Contributions > Auteurs > Dectot Xavier

Quand l'ivoire venait de la mer. De quelques aspects du commerce de l'ivoire de morse brut et sculpté aux XIe et XIIe siècles.
Xavier Dectot  1, *@  
1 : National Museums of Scotland  (NMS)  -  Site web
Chambers Street Edinburgh EH1 1JF -  Royaume-Uni
* : Auteur correspondant

Même si elle y a aidé, ce n'est pas tant la pénurie d'ivoire d'éléphant que l'expansion scandinave dans l'Atlantique nord qui a entraîné le succès de l'ivoire de morse dans toute l'Europe occidentale. Expansion vers le nord, certes, avec la colonisation de l'Islande puis du Groenland, mais aussi, et peut être même davantage, vers le sud et en particulier vers les îles Britanniques.

L'objet de cette communication est de s'intéresser aux modalités de circulation de ces ivoires et à leur place tant dans le commerce du luxe que dans la circulation des formes.

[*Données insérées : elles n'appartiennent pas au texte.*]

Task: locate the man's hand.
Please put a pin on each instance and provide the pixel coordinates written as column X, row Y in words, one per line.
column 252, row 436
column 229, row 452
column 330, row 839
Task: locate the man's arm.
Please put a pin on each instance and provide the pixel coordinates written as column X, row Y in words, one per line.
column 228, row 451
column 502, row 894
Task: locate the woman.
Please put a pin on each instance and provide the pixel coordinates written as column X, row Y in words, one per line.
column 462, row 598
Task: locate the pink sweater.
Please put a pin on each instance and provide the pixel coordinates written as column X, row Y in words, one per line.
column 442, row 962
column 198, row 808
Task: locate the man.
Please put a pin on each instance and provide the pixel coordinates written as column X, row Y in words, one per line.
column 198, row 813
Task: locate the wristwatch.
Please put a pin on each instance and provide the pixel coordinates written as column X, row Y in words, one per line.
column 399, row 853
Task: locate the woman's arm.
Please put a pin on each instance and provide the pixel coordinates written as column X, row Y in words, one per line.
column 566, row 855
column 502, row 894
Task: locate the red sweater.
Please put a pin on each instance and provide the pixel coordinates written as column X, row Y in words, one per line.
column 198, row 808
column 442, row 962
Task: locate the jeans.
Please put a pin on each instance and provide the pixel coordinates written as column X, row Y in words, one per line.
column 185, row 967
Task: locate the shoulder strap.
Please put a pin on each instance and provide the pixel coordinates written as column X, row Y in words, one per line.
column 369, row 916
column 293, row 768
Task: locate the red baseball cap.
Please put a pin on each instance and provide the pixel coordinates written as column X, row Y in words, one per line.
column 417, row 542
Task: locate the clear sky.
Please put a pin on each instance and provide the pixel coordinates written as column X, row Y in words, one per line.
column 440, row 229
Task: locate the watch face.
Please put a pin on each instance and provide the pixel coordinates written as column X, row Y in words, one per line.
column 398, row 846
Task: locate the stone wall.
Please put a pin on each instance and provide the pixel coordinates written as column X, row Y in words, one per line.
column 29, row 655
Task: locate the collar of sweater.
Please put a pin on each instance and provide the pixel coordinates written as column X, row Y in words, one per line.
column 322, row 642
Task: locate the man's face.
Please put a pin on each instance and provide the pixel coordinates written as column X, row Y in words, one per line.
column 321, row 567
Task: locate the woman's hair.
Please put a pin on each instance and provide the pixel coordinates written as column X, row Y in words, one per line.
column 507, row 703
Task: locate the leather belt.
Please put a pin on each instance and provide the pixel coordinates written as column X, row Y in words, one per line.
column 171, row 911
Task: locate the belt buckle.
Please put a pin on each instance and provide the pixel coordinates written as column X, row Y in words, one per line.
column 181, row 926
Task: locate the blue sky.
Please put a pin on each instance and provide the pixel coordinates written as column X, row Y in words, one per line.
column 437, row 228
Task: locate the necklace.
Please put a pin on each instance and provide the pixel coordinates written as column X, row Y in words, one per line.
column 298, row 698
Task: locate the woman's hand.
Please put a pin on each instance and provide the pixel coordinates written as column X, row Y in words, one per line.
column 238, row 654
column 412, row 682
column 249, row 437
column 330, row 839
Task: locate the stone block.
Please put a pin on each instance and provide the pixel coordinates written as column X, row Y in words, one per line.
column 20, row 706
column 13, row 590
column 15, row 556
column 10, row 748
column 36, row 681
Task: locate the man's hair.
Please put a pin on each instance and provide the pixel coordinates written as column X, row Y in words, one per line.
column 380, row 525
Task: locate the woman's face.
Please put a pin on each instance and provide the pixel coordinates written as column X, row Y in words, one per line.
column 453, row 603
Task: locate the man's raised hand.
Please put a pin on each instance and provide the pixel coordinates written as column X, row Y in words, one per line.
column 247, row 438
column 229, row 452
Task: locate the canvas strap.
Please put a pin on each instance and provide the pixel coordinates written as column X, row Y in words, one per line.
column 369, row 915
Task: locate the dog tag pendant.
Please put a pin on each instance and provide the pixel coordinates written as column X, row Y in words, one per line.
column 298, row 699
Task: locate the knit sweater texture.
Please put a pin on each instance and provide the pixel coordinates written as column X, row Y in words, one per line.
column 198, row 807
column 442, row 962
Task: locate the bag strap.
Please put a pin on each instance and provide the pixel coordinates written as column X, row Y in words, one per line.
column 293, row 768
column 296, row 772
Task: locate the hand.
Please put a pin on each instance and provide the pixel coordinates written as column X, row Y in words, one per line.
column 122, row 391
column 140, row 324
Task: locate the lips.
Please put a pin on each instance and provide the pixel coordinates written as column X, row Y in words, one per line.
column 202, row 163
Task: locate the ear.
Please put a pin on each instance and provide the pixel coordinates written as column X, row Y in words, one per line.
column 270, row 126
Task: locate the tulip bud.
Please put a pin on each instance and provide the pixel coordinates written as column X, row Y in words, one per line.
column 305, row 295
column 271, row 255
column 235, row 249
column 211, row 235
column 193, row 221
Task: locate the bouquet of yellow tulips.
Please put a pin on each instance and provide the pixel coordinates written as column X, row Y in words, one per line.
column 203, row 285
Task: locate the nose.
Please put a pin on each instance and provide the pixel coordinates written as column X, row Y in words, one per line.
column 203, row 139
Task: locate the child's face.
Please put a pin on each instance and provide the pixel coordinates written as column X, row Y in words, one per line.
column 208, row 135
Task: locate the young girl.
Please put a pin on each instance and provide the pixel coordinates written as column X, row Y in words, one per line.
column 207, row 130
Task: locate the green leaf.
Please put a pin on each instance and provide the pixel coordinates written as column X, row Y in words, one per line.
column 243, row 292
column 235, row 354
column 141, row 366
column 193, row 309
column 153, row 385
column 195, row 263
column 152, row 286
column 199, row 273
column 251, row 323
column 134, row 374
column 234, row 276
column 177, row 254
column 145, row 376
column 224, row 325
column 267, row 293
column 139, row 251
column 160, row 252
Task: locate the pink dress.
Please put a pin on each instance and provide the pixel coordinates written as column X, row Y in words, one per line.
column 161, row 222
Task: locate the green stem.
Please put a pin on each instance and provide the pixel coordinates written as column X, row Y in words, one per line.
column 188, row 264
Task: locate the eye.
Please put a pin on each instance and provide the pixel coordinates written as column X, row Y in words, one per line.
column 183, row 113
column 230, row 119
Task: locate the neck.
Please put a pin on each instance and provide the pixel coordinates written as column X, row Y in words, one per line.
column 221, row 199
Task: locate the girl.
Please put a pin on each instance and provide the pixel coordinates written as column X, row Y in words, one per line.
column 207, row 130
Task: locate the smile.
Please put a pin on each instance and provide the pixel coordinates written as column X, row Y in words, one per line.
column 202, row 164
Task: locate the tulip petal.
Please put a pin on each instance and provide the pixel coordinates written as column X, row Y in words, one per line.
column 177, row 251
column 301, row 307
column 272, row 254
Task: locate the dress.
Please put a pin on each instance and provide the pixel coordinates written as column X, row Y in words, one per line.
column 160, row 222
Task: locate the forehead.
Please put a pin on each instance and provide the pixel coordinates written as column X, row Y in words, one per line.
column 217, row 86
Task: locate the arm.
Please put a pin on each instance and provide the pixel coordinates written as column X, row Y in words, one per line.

L'intensité de la demande a non seulement entraîné la disparition de l'espèce en Islande mais aussi, probablement, joué un rôle essentiel dans le maintien de la présence scandinave au Groenland, en particulier dans l'établissement de l'ouest, où les conditions de vie étaient les plus difficiles.

Surtout, pour la première fois peut-être, en tout cas pour une production de luxe d'une telle ampleur, la séparation entre les lieux de collecte du matériau et ceux de son exploitation est complète. Il est ainsi remarquable que la seule mention que l'on ait de taille d'ivoire en Islande soit celle de Margret in Haga, à la fin du XIIe siècle, à une époque où les morses ne sont plus, sur l'île, qu'un lointain souvenir. Mais les principaux ateliers se trouvent bien loin de là, en Norvège, en particulier à Trondheim, mais aussi en Angleterre, et ce bien après la fin du Danelaw, voire en France (reine de jeu d'échec/reliquaire du musée de Cluny, Paris). Et il n'y a pas que l'ivoire brut à voyager, mais aussi l'ivoire sculpté, parfois d'ailleurs vers les territoires de provenance de l'ivoire brut. Le devenir de quelques pièces de fabrication anglaise sera étudié, tels le tau de la cathédrale de Winchester (Victoria and Albert Museum, Londres) ou un crosseron (musée de Cluny, Paris) présentant la particularité d'être posé sur un nœud sculpté, pour sa part, en ivoire de narval, mais aussi le crosseron trouvé dans la tombe d'un évêque de Garðar (aujourd'hui Igaliku, Groenland) dont le décor, avec son large fleuron n'est pas non plus sans parentés avec l'art du sud de l'Angleterre (Nationalmuseet, Copenhague).

Enfin, il faut aussi s'interroger sur le rôle de ces ivoires de morse dans l'évolution du goût et dans les échanges stylistiques, certains des ateliers d'ivoire étant physiquement autant que stylistiquement très proches de grands chantiers architecturaux du XIIe siècle (Nidaros et Cantorbéry en particulier). La circulation aisée, portée par une forte demande, de ces objets de petite taille, relativement faciles à tailler, mais souvent extrêmement travaillés, a pu jouer un rôle non négligeable dans les transferts entre des centres par ailleurs très éloignés.